HextraCoin is one of the earlier ICO lending Ponzi schemes to launch in 2017.
Almost to the day their initial ROI maturity period would have ended, HextraCoin has suspended ROI payments.
On January 2nd, 2018, Hextra Coin sent affiliate investors the following message:
Dear all members,
Due to Hextracoin was cyber attacked by hackers, we need to put our servers under maintenance.
We would like to ask all members to please be patient and do not worry as we’re committed to protect your interests and personal data.
The expected time for Hextracoin to be back is on January 9th, 2018.
HextraCoin promised affiliates a monthly ROI of up to 48%, with initial funds invested returned after a set maturity period.
The shortest maturity period is for HextraCoin’s top investors, who receive their ROI payments after 99 days.
With a bit of Google kung-fu I was able to ascertain that HextraCoin went live on or around September 28th, 2017.
99 days from September 28th is… wait for it, January 5th, 2018.
Naturally the percentage of HextraCoin investors who invested $10,010 or more to qualify for the 99 day maturity period is low.

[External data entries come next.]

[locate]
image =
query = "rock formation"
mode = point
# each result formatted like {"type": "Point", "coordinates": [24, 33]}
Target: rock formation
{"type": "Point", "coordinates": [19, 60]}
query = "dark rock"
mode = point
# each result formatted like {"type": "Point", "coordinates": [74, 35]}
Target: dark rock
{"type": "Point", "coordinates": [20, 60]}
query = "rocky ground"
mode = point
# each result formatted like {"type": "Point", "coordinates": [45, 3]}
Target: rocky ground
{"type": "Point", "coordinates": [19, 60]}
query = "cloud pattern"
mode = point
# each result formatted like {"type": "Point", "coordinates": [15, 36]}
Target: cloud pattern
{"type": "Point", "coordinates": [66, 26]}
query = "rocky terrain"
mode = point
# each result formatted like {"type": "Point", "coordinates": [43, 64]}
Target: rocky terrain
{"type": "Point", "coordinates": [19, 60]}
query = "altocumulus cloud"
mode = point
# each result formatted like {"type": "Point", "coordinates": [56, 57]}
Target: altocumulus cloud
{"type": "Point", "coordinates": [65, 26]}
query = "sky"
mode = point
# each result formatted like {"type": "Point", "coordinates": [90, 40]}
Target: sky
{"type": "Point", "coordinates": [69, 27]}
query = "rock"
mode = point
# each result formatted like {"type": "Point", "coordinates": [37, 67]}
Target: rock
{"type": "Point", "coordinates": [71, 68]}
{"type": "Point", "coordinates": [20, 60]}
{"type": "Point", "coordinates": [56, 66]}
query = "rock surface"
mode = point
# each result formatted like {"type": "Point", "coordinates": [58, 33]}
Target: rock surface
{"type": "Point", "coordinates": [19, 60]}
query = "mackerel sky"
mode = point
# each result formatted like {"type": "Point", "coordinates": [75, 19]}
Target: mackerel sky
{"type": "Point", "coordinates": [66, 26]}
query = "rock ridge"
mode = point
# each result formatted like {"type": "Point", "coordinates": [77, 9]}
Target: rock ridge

But, as I’ve mentioned in every ICO lending Ponzi review I’ve published, the admins of these scams keep paying out until a reserve threshold is reached.
Taking into account recruitment commissions paid out, that’s threshold has obviously been reached sometime in the last few days – hence the baloney about hackers.
Those familiar with the MLM underbelly will recognize “hackers” as being right up there with “DDOS attacks”, “all of a sudden I have a horrible disease” and “someone died” as some of the oldest Ponzi collapse excuses in the book.
So what happens now?
If Hextra Coin re-enables ROI payments on January 9th, expect it to be short-lived.
The anonymous owner(s) will no doubt be keeping a close eye on new investment, likely deciding within a few days if it’s worth continuing the ruse or cutting and running for good.
There’s also the possibility that there’s no intention to reopen on January 9th, with a week or so plenty of time to formally disappear.
The big YouTube recruiters who lead thousands of gullible victims into HextraCoin have already made their money back through recruitment commissions.
As with every Ponzi scheme, everyone else is set to lose out. And no doubt for some HextraCoin investors, that means losing out big time.
I take no pleasure in reporting the first major MLM ICO lending Ponzi collapse of 2018.
What’s even more depressing is with the sheer number of them having popped up over the past few months, this is an inevitable trend that’s going to continue well into the year.
A lot of people are going to learn the hard way this year that Ponzi math still applies to cryptocurrency scams.